Is Ozempic Vegan? Ingredients and Animal Use Explained

Ozempic does not contain any animal-derived ingredients in its formulation. The active ingredient, semaglutide, is produced using genetically modified yeast, and all listed inactive ingredients are synthetic or mineral-based. However, like virtually all modern prescription drugs, Ozempic was extensively tested on animals before receiving FDA approval, which makes the “vegan” label more complicated depending on how strictly you define the term.

How Semaglutide Is Made

Semaglutide, the active compound in Ozempic, is manufactured using recombinant DNA technology in Saccharomyces cerevisiae, which is baker’s yeast. The yeast is genetically programmed to produce a precursor of the molecule, which is then chemically modified into its final form. No animal cells or animal tissue are involved in this production method. This is a common approach for modern biologic drugs and stands in contrast to older medications like certain insulins that were historically sourced from pig or cow pancreases.

What’s in the Injection

Beyond semaglutide itself, each milliliter of Ozempic solution contains a short list of inactive ingredients: disodium phosphate dihydrate, propylene glycol, phenol, and water. Hydrochloric acid or sodium hydroxide may be added to adjust the pH to around 7.4.

None of these substances are derived from animals. Disodium phosphate dihydrate is an inorganic salt typically produced from mineral sources. Propylene glycol is a synthetic compound made from petroleum derivatives. Phenol, used here as a preservative, is also industrially synthesized. The FDA prescribing information does not flag any animal-origin components in the formulation.

The Animal Testing Question

This is where it gets complicated for many vegans. Semaglutide went through extensive animal testing before it reached human clinical trials, as required by FDA regulations. The FDA’s pharmacology review documents a broad testing program across multiple species. Pharmacology studies were conducted in diabetic mice, normal and obese rats, pigs, and minipigs. Toxicity studies ran for up to three months in mice, six months in rats, and twelve months in monkeys (specifically Cynomolgus monkeys). Reproductive toxicity studies were conducted in rats, rabbits, and monkeys, revealing serious effects including embryo loss and fetal malformations in rats, and significant weight loss in pregnant rabbits and monkeys.

This level of animal testing is not unique to Ozempic. It is a legal requirement for all new prescription drugs seeking FDA approval. There is currently no regulatory pathway that allows a pharmaceutical company to bring a new drug to market without animal testing data, though this is slowly beginning to shift at the legislative level.

What “Vegan” Means for Medication

Whether Ozempic qualifies as “vegan” depends on which criteria you apply. If the question is strictly about ingredients, the answer is straightforward: there are no animal products in the formulation. If the question extends to how the drug was developed, then no, it involved animal suffering during the research and approval process.
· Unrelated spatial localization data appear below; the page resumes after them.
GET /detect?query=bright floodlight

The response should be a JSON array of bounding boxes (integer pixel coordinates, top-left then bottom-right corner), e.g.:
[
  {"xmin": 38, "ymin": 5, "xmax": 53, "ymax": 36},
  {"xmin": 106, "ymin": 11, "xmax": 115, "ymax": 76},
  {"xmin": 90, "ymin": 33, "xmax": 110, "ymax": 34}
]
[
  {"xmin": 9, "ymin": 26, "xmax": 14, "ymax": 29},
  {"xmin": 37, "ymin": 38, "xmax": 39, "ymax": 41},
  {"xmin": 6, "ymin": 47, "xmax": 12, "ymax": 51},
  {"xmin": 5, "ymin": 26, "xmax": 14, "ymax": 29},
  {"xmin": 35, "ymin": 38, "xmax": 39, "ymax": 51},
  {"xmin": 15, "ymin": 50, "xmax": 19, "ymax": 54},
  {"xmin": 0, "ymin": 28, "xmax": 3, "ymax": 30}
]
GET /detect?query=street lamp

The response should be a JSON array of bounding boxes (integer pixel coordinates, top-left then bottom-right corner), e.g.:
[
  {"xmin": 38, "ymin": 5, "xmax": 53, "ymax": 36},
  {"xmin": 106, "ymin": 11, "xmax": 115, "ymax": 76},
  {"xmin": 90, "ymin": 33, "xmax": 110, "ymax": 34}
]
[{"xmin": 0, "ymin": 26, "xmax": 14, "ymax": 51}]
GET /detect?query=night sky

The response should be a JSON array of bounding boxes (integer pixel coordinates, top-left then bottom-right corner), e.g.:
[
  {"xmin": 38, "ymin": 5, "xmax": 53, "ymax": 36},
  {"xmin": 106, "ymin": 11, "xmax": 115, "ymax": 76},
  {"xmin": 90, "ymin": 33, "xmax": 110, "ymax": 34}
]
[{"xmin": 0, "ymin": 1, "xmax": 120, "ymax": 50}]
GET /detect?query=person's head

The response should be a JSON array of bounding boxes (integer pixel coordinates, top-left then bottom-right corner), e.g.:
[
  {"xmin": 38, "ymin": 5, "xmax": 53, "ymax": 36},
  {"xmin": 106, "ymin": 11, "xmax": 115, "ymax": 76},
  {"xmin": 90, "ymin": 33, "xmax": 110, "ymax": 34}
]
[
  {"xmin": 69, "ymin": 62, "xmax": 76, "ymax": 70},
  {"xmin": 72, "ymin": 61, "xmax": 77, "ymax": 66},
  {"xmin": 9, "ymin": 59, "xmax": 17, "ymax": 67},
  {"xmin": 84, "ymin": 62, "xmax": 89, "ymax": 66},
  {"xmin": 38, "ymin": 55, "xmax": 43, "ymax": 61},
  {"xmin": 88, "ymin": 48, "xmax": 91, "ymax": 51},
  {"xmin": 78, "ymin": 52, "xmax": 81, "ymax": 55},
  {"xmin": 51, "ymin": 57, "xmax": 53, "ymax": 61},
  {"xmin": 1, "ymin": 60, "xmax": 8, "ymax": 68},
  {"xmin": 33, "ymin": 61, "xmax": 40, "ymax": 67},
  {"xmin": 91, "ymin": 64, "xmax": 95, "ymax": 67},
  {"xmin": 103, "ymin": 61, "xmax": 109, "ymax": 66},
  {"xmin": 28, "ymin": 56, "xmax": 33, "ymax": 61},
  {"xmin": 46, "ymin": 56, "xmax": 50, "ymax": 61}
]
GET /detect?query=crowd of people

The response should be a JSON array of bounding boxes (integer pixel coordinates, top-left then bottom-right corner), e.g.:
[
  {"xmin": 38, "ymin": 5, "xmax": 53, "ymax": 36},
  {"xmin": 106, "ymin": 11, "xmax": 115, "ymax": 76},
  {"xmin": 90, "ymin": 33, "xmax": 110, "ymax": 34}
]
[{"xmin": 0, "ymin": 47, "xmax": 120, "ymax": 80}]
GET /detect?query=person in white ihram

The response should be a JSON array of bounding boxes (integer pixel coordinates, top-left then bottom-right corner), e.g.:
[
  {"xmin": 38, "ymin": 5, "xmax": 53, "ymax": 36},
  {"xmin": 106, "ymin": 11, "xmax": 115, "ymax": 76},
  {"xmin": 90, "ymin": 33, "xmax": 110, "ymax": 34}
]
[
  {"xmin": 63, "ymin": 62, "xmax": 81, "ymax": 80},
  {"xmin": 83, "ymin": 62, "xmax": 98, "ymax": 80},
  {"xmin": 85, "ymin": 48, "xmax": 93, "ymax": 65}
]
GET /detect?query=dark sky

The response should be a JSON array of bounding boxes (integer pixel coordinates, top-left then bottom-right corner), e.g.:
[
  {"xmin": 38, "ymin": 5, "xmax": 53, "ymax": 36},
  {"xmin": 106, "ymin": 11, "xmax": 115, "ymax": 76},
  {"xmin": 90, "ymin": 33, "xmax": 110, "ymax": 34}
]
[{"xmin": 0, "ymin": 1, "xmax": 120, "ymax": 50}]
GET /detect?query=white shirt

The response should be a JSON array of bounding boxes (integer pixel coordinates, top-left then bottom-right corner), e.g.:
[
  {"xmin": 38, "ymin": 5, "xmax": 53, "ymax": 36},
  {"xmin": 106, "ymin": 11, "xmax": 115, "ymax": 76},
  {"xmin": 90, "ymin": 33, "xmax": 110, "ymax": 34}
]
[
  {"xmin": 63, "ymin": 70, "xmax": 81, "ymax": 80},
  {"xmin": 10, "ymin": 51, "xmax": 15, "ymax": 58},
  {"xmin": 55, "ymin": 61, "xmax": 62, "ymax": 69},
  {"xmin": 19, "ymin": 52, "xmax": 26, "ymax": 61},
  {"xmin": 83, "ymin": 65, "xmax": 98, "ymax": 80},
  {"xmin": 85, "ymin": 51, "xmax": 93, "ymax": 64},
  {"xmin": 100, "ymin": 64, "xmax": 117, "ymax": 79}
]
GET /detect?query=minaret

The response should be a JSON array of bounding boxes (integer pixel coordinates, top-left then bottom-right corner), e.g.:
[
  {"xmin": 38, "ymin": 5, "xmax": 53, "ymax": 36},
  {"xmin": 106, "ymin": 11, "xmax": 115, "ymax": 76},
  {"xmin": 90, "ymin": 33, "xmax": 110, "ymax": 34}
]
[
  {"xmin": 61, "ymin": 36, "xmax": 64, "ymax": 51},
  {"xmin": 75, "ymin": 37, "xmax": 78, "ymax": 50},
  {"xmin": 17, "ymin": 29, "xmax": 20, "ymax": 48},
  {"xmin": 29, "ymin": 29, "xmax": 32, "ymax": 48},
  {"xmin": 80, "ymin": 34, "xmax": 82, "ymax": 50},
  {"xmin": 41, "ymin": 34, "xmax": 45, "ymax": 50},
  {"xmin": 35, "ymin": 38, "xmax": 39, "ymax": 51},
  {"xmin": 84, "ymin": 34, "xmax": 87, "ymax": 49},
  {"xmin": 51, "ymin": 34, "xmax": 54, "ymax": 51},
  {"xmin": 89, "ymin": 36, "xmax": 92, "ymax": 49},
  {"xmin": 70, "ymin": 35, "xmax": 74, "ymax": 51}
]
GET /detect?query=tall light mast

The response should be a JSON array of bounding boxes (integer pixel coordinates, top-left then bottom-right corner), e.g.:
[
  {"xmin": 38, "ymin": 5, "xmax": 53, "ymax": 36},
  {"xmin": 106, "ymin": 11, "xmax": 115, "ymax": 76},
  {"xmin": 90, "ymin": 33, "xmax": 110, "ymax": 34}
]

The Vegan Society, the organization that coined the term “vegan” in 1944, takes a pragmatic stance on this tension. Their official position acknowledges that “it is not always possible or practicable to avoid animal use in a non-vegan world” and that sometimes there is no alternative to medication manufactured or developed using animals. They explicitly encourage vegans to prioritize their health: “We encourage vegans to look after their health and that of others, enabling them to be effective advocates for veganism.”

The Society also notes that if a medication suitable for both your health and vegan needs exists, you can request it from your prescriber, and it should be prescribed if there’s no reasonable ground for refusal. For GLP-1 receptor agonists like Ozempic, though, there is no alternative version on the market that skipped animal testing, because none can exist under current regulations.

Practical Considerations

If you’re vegan and prescribed Ozempic for type 2 diabetes or weight management, the ingredient list itself should not be a concern. The formulation is free of gelatin, lactose, and other common animal-derived excipients that show up in many oral medications. The injection pen is a mechanical device made of plastic and metal components, and there is no publicly available information suggesting animal-derived lubricants are used in its manufacture, though Novo Nordisk does not publish a detailed breakdown of every material in the pen assembly.

For vegans who feel conflicted about the animal testing history, it may help to frame the question the way the Vegan Society does: veganism is about reducing harm where possible and practicable. Taking a prescribed medication that happens to have been tested on animals years before you filled the prescription does not create new demand for animal testing. Your individual use of Ozempic does not cause additional animals to be tested. The testing was a one-time regulatory requirement completed before the drug reached the market.